Buckley: John Farrell cancer news brings sports fans together – Boston Herald
Today’s sports fans live in a world of smash-mouth talk shows, scorched-earth Twitter wars and so-called “fantasy leagues” that make it possible for everybody’s laptop to be transformed into the old-fashioned corner bookie.
In the end, though, sports are still about escapism.
It’s not really the end of the world if our team doesn’t win. It’s just the end of the day. Deep down, we know this to be true. Better to spend time complaining about the Red Sox and hating the Yankees than to be complaining about our jobs and hating the boss.
And as if we needed this important reminder about the meaning of escapism in sports, it was delivered to us Friday afternoon when Red Sox manager John Farrell told reporters he is stepping away from the team for the remainder of the season to battle Stage 1 lymphoma.
Just like that, the real world crashed our escapism party.
And just like that, we all dutifully stepped away from the party and looked upon John Farrell not as a manager, but as a man.
He’s a husband, a father, a son. He’s somebody’s old college roommate, somebody’s former student. He’s a guy, a dude, a golfing buddy.
He’s one of us.
He has cancer.
And now we’re at his side, cheering for him, praying for him. He has the biggest, loudest, most-locked-in support group imaginable: Sports fans.
The outpourings from fans via talk shows and various social-media platforms have been plentiful and they’ve been sincere. Consider, for instance, the fan response after Toronto Blue Jays pitcher David Price, who has had a few dustups with the Red Sox over the years, tweeted the following: “Prayers go out to John Farrell and his family . . . everyone please include them in your prayers or prayer chains!! He can beat this. . .”
Among the many responses to Price’s tweet:
• “Competitor on the field. Class act off of it. Very nice.”
• “This is awesome. Pretty sure a lot of Red Sox Nation is pulling for you and the Jays this year. Go get ’em.”
• “Class act, David. Since the Sox are out of it-Go Jays!”
• “Straight class move. Now keep runnin’ away from the yanks in the standings.”
For this exercise I chose only posters whose avatars and/or previous tweets reveal themselves to be Red Sox fans. They had put aside the fact that Price is a Toronto Blue Jay, or that he was a Detroit Tiger, and before that a Tampa Bay Ray. They were thanking the guy who was rooting for their guy.
The no-second-thoughts ability of people to cast aside the trappings of their sports fandom is not a new phenomenon. Go back to May 18, 1999, at Fenway Park, as the Red Sox were about to begin a series against the Yankees. Joe Torre decided it was time to return to the field following two months of treatment for prostate surgery, and the Yankees manager was greeted with a two-minute ovation when he stepped out to home plate with the lineup card.
“It was moving,” Torre told reporters after the game. “I didn’t want to take the lineup card out, but I asked my bench coach (Don Zimmer) and he told me I should take it out there.”
So he did, and that’s when a packed Fenway house stood as one to cheer for a guy wearing a New York Yankees uniform.
I’m not naive. There were probably a couple of leather lungs in the Fenway grandstand that night who booed Torre . . . just because. And I absolutely know that Price’s supportive tweet was not met with approval by everybody. A couple of tweets were rather nasty, in fact. Just . . . because.

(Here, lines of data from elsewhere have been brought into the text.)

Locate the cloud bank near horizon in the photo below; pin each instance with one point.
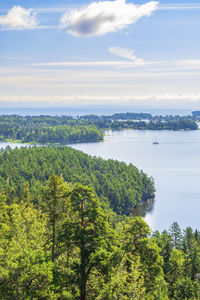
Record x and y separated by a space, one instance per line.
19 18
100 18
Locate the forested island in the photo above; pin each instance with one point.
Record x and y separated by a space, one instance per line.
83 129
66 219
119 186
67 246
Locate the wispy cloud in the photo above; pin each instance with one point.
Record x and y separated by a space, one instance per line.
19 18
91 99
100 18
126 53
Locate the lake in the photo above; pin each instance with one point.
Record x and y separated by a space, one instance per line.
174 165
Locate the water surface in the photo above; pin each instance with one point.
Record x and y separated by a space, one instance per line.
174 165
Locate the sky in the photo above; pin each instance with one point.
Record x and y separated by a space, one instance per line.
119 52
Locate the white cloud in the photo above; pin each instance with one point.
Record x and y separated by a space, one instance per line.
19 18
126 53
105 99
100 18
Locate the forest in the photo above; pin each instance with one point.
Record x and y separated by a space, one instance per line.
118 185
67 246
82 129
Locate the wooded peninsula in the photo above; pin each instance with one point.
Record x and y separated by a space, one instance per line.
66 223
83 129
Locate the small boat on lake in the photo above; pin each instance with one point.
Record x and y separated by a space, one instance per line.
155 142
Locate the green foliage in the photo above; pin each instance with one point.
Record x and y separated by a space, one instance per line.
47 129
25 272
118 185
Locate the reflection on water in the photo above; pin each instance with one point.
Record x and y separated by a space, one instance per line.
144 208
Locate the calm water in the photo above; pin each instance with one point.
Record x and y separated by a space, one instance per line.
174 165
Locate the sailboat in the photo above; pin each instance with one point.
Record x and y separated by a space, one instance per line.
155 142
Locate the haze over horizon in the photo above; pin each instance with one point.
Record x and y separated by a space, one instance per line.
90 53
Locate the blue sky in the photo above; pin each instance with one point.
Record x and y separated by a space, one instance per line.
106 52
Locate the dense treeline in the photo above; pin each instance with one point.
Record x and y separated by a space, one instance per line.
118 185
48 129
183 124
68 247
89 128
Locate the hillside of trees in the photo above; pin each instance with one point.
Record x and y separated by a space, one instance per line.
47 129
82 129
118 185
67 246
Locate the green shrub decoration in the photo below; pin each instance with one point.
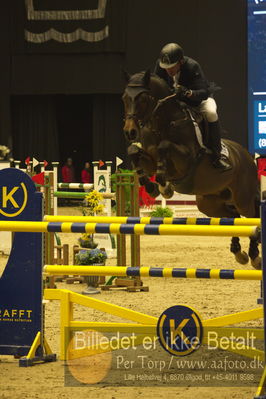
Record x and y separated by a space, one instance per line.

That’s not a reflection on sports fans, other than to point out the obvious: Sports fans are people, and there are crazy, mean, disordered people out there. Whatever.
But most sports fans get it. Peel away the team gear — the Tom Brady shirts, the Cam Neely sweaters, the Sox caps, the Celtics T-shirts with all the banners on the back — and everybody’s in the same ballpark, so to speak.
John Farrell has a fight on his hands.
And sports fans across the continent and beyond are rooting for him.